Kebijakan makroprudensial BI tetap perlu disinergikan dengan kebijakan pemerintah dan OJK agar dapat memberikan dampak optimal pada perbaikan ekonomi menuju ekonomi Indonesia yang kuat dan berdaya tahan.
Oleh
ARDHIENUS
·5 menit baca
Perbankan nasional sedang menghadapi tantangan berupa fungsi intermediasi yang belum optimal di tengah likuiditas melimpah dan modal yang kokoh. Ini ditandai dengan laju penyaluran kredit yang masih bergerak pelan.
BI mencatat kredit yang dikucurkan perbankan pada Oktober 2021 baru tumbuh 3,24 persen secara tahunan (yoy). Sementara rasio alat likuid terhadap Dana Pihak Ketiga dan permodalan masing- masing 34,05 persen dan 25,30 persen. Meski kredit tumbuh rendah, capaian ini lebih baik dibanding Oktober 2020 yang tumbuh minus 0,47 persen.
Laju kredit yang rendah itu tentu belum cukup guna menopang pemulihan ekonomi pasca-pandemi. Sebabnya, sumber pembiayaan pembangunan masih bertumpu pada gelontoran kredit perbankan. Di sisi lain, hasil survei BI November 2021 menunjukkan permintaan dan penyaluran kredit korporasi terindikasi meningkat. Ini berarti perbankan nasional masih perlu didorong melalui berbagai kebijakan agar aliran kredit bisa mengucur deras.
Sementara itu, dinamika kondisi ekonomi global mulai menunjukkan tanda-tanda era normalisasi kebijakan moneter longgar. Banyak bank sentral di seluruh dunia mulai mengganti arah haluan dengan mengurangi suntikan likuiditas dan meningkatkan suku bunga acuan.
Bahkan bank sentral AS, The Fed, yang merupakan rujukan bank sentral di seluruh dunia telah memutuskan mempercepat penghentian suntikan likuiditas sampai pada Maret 2022 dan menaikkan suku bunga hingga tiga kali pada 2022.
Laju kredit yang rendah itu tentu belum cukup guna menopang pemulihan ekonomi pasca-pandemi.
Kondisi eksternal ini membuat respons kebijakan moneter BI pada masa datang lebih difokuskan pada kebutuhan stabilitas (pro-stability), sebagaimana ditegaskan Gubernur BI Perry Warjiyo dalam Pertemuan Tahunan Bank Indonesia, 23 November 2021. Kebutuhan pro-stability mendorong ditahannya pergerakan suku bunga acuan pada level rendah sejak pandemi sampai muncul tanda-tanda kenaikan inflasi.
Meski begitu, BI tetap memperhatikan kebutuhan pertumbuhan (pro-growth).
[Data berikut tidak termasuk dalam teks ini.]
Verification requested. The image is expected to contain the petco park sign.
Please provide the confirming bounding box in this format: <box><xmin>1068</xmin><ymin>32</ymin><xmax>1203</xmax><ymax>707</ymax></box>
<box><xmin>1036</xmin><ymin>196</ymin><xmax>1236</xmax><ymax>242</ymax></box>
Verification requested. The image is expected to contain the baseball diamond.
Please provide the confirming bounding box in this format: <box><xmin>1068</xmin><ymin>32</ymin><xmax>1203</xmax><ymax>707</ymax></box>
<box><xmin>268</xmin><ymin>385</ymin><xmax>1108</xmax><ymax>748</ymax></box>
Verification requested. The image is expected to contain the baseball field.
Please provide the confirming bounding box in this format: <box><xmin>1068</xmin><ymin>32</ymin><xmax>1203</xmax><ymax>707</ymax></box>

Dan untuk memenuhi itu, BI meracik kebijakan makroprudensial sebagai bagian dari bauran kebijakan BI, selain kebijakan sistem pembayaran, pendalaman pasar uang dan percepatan digitalisasi ekonomi keuangan yang inklusif dan berkelanjutan.
Menyasar UMKM
Sepanjang 2021, kebijakan makroprudensial untuk mendo -rong penyaluran kredit telah dikeluarkan BI dalam bentuk kebijakan Rasio Pembiayaan Inklusif Makroprudensial/RPIM. Kebijakan yang mulai berlaku pada 2022 ini akan menyasar kredit sektor UMKM, masyarakat berpendapatan rendah serta pembiyaan inklusif lainnya.
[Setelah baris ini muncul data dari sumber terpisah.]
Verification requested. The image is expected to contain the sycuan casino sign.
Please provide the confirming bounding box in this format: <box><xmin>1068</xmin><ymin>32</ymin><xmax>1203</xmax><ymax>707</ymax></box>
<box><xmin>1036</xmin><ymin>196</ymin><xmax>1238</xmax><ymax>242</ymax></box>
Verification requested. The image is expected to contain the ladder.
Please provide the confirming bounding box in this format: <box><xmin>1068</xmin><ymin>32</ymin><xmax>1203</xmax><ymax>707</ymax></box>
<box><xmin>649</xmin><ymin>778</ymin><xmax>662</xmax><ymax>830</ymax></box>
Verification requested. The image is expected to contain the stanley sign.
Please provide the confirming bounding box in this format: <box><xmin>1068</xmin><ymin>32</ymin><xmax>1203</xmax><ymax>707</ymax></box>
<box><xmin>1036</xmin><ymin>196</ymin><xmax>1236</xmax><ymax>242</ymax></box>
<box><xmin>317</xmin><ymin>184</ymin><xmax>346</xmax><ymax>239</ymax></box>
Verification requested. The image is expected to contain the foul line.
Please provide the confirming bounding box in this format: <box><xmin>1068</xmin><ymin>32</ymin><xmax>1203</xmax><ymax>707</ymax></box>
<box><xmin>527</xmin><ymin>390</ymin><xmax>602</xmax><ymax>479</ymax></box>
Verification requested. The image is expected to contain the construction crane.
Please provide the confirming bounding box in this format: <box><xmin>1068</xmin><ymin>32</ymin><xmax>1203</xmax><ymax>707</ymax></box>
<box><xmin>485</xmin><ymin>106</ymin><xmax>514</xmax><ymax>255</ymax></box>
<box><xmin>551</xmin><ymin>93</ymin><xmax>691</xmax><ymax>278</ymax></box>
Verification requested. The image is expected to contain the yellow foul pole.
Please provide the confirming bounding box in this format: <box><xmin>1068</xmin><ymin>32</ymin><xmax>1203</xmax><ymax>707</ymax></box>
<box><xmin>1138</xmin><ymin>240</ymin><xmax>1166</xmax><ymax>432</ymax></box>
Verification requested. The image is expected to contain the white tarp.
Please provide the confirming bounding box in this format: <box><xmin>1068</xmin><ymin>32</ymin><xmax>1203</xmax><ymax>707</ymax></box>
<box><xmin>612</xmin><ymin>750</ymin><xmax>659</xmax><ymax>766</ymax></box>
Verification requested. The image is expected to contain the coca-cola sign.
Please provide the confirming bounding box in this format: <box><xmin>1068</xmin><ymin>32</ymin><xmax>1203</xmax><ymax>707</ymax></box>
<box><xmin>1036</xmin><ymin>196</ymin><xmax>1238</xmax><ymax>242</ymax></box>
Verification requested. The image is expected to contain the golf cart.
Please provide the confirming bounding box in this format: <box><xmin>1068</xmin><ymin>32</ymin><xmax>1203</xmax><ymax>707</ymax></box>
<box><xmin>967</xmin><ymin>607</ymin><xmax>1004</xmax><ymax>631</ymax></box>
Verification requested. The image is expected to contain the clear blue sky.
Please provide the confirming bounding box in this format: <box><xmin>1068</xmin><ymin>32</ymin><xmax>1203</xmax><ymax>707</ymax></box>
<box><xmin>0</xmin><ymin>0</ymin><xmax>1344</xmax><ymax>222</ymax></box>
Pilihan pada sektor UMKM sungguh tepat karena UMKM memiliki peran signifikan dalam perekonomian Indonesia. Data Kemenkop UMKM 2019 menunjukkan sektor UMKM memiliki pangsa pasar 99 persen, menyerap tenaga kerja 96,92 persen, dan berkontribusi terhadap PDB 57,1 persen.
Di tengah pandemi, UMKM perlu uluran tangan dari berbagai pihak, salah satunya berupa pembiayaan atau permodalan. Menurut catatan BI, potensi pembiayaan ke sektor UMKM sangat besar mencapai Rp 1.605 triliun, meliputi usaha mikro Rp 331 triliun, usaha kecil Rp 534 triliun dan usaha menengah Rp 740 triliun.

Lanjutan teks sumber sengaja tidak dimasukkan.